Les promotions Zyn mettent l’accent sur la nature discrète et pratique des sachets en tant qu’alternative « sans fumée » et « sans crachat » pour les fumeurs « au travail » ou « en déplacement ».

Mais pour atteindre l’objectif déclaré de l’entreprise d’un « avenir sans fumée », Zyn devra aider ses utilisateurs à abandonner complètement la cigarette, plutôt que d’alterner entre les deux.

Il existe peu de données sur le changement, et des recherches préliminaires suggèrent que les pochettes ne constituent peut-être pas un bon substitut.

Des chercheurs de l’Ohio State University ont récemment découvert qu’il fallait entre 30 minutes et une heure aux fumeurs pour obtenir suffisamment de nicotine de Zyn pour soulager leurs envies. Avec la cigarette, les fumeurs ont atteint les mêmes niveaux de nicotine – et le même soulagement – ​​en cinq minutes.

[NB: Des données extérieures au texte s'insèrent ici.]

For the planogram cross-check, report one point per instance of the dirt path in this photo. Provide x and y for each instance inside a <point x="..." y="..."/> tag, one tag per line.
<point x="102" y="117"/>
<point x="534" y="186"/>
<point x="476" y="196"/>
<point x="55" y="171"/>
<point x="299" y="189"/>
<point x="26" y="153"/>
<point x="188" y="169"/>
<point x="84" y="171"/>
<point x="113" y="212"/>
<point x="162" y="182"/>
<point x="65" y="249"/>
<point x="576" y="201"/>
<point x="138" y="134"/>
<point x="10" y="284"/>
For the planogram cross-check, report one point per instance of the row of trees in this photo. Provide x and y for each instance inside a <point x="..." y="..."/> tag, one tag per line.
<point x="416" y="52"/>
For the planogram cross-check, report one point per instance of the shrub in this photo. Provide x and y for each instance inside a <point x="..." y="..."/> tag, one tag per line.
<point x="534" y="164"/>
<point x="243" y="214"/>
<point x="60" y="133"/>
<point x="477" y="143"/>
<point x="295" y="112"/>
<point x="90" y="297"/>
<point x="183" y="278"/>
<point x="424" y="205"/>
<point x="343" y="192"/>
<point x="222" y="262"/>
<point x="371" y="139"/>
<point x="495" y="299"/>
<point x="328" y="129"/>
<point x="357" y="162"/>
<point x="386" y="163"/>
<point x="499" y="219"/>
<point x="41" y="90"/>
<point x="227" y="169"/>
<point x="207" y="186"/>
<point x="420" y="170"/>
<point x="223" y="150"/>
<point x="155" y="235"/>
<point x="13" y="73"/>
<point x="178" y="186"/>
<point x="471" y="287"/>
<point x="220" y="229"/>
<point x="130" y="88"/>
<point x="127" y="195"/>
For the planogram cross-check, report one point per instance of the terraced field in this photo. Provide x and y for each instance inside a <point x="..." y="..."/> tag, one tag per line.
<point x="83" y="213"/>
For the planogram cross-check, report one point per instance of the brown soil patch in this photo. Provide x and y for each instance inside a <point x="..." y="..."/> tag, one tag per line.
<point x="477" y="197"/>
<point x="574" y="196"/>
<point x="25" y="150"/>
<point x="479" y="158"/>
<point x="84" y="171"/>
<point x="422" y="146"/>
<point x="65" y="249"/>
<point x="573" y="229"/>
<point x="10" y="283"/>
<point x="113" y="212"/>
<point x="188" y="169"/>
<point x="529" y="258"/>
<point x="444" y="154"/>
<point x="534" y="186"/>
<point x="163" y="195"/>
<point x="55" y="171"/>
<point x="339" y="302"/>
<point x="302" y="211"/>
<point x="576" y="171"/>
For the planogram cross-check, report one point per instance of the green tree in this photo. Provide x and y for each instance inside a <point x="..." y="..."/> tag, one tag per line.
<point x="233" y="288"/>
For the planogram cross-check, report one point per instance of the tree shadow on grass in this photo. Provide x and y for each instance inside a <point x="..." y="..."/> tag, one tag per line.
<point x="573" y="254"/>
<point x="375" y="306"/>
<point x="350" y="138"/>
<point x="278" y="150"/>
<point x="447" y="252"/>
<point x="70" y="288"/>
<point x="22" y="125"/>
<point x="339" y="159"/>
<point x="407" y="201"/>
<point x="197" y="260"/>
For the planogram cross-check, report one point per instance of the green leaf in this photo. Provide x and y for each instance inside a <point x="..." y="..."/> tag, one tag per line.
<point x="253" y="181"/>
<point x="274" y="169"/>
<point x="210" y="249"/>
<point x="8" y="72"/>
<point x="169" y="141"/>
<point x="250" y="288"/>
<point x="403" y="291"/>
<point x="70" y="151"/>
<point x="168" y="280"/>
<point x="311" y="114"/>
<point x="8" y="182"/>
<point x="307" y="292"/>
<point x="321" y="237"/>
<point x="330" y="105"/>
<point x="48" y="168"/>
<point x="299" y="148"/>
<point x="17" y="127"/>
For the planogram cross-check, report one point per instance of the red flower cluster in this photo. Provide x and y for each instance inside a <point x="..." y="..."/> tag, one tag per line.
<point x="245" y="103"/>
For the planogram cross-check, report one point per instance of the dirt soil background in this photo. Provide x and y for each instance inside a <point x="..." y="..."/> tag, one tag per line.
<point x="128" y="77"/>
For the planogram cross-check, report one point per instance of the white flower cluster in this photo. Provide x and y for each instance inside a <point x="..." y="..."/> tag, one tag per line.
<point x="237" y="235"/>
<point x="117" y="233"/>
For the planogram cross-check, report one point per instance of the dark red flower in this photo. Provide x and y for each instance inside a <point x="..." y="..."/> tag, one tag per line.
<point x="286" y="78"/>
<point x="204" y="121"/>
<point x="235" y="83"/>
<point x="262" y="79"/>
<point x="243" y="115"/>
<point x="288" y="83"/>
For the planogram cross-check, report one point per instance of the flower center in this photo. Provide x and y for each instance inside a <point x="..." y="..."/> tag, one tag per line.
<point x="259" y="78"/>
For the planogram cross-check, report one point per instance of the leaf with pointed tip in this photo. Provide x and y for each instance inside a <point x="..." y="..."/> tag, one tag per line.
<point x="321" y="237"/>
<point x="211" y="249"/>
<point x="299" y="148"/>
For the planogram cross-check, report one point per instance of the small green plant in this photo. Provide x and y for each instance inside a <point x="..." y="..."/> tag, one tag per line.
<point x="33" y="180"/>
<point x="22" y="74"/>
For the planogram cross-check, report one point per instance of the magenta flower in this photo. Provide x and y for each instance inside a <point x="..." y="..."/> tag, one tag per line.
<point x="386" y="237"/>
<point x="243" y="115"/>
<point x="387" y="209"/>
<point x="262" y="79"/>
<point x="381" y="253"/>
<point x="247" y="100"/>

« Les sachets que nous avons étudiés, en particulier les plus faibles concentrations de nicotine, ne semblaient pas répondre aux besoins des fumeurs », a déclaré Brittney Keller-Hamilton, qui a dirigé l’étude. « Cela étant dit, ils n’ont pas totalement échoué non plus. »

Pour l’instant, les fumeurs qui ont eu du succès avec Zyn espèrent qu’il restera disponible.

Justin Wafer, 39 ans, fumait un paquet par jour au printemps dernier alors qu’il travaillait comme barman à Portland, dans l’Oregon. Les jours de grande affluence, il vapotait également s’il n’avait pas le temps de s’éloigner pour une pause cigarette.

Mais après que sa cigarette électronique rechargeable soit tombée en panne en mai, il a décidé d’essayer Zyn. De nos jours, il sort habituellement une pochette toutes les trois ou quatre heures et dit qu’il n’a pas fumé depuis plus de neuf mois.

« Je ne vois pas en quoi c’est différent des solutions pharmaceutiques comme les pastilles ou les gommes », dit-il. « Sauf que c’est plus facile à obtenir et que c’est meilleur ».